EUROPE IS SOLUTION TO BALKAN CRISIS

Tribune leader, 5 July 1991

Unlike previous Balkan crises, the current upheaval in Yugoslavia is hardly the stuff on which continental or world wars are made: the collapse of Soviet power in eastern Europe has seen to that. But this is not to say that the attempt of the Yugoslav federal army and airforce to suppress Slovenian aspirations to indepen­dent nationhood can be dismissed by the rest of Europe as an internal Yugoslav affair. Already scores of people have died in the fighting. To avert disaster, it is impera­tive that the other European states, acting in concert and using every diplomatic means available to them, do their utmost to secure a binding ceasefire and withdrawal of federal forces from Slovenia.

Nevertheless, it has to be recognised that such mea­sures will probably not be enough. The unavoidable fact is that Yugoslavia is falling apart. The Slovenes and Croats have had enough of being dominated by the Serbs and want to be out of the federation, preferably becoming part of an enlarged European Community. The federal armed forces, the last remaining functioning part of the old communist federal apparatus, whose officer corps is dominated by Serbs, are prepared to go to war to preserve Serbian hegemony.

Even if a ceasefire can be secured, it seems unlikely that the protagonists can be brought to the negotiating table; it is even more unlikely that negotiations will produce a way of keeping Yugoslavia in one piece. Sooner or later, probably sooner, the rest of Europe is going to have to decide whether it will take a constructive role in the creation of several new states out of Yugoslavia or whether it will merely be a passive witness as those new states attempt to go it alone.

Established governments do not like nascent states because such states are, at best, unpredictable and, at worst, pose a threat to international security; states that are the products of secessionism are almost anathe­ma. If Slovenia can do it, what about (to take just a few examples close to home) Northern Ireland, Wales, Scot­land, Brittany, Corsica, Catalonia and the Basque coun­try? It is perhaps hardly surprising that the chancellories of Europe have so far been unwilling to grasp the nettle of recognising Slovenia as an independent state.

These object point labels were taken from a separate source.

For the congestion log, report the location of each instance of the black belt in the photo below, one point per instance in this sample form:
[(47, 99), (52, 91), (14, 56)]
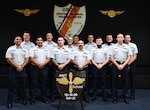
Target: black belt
[(60, 63), (120, 62)]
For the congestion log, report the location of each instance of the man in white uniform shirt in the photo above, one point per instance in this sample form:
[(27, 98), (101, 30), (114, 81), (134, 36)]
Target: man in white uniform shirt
[(40, 57), (81, 59), (18, 58)]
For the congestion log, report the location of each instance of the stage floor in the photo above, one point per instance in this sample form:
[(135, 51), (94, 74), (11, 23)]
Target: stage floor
[(142, 102)]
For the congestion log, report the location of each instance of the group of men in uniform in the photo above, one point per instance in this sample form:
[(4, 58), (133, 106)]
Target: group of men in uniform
[(39, 62)]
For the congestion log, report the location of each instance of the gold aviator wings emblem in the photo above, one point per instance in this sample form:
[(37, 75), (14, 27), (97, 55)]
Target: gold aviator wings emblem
[(27, 12), (111, 13), (70, 81)]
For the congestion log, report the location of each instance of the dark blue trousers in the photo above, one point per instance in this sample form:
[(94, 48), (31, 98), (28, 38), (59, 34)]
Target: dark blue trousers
[(124, 79), (38, 80), (103, 75), (17, 85)]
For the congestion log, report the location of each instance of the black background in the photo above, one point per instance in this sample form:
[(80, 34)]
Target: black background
[(134, 21)]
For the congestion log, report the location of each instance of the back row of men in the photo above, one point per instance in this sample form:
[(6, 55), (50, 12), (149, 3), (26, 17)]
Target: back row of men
[(41, 61)]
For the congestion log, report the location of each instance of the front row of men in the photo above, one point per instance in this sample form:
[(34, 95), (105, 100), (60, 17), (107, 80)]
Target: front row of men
[(64, 58)]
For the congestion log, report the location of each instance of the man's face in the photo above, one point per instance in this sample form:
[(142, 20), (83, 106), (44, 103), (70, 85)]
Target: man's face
[(49, 37), (90, 38), (39, 42), (127, 38), (109, 38), (99, 41), (26, 36), (80, 44), (60, 41), (17, 40)]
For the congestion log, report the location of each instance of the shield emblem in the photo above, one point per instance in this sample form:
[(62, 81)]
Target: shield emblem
[(69, 20), (70, 84)]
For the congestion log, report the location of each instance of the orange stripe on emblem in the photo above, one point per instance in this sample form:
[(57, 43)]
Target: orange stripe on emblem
[(68, 22)]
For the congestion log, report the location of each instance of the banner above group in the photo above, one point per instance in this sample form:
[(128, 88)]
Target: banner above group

Eventually, however, the nettle will have to be grasped – which in turn will raise the question of how the new state should be integrated with its neighbours. It is not too Utopian to suggest that the problem could best be solved neatly by rapid, simultaneous enlargement and deepening of the European Community. In a "Europe of the regions", with a judicious mix of pan-European control of economic, defence and foreign policy and regional (or small nation) control of most of the rest, Slovenian independence would threaten no one. But to get from here to there requires that the governments of the EC put aside the sterile debate between the deepeners, who want to exclude rich neutral and poor ex-communist states from an affluent militarist EC, and the enlargers, who want to hold on to national sovereignty at any price.

The real task is the creation of a democratic federal European polity that takes in the entire continent.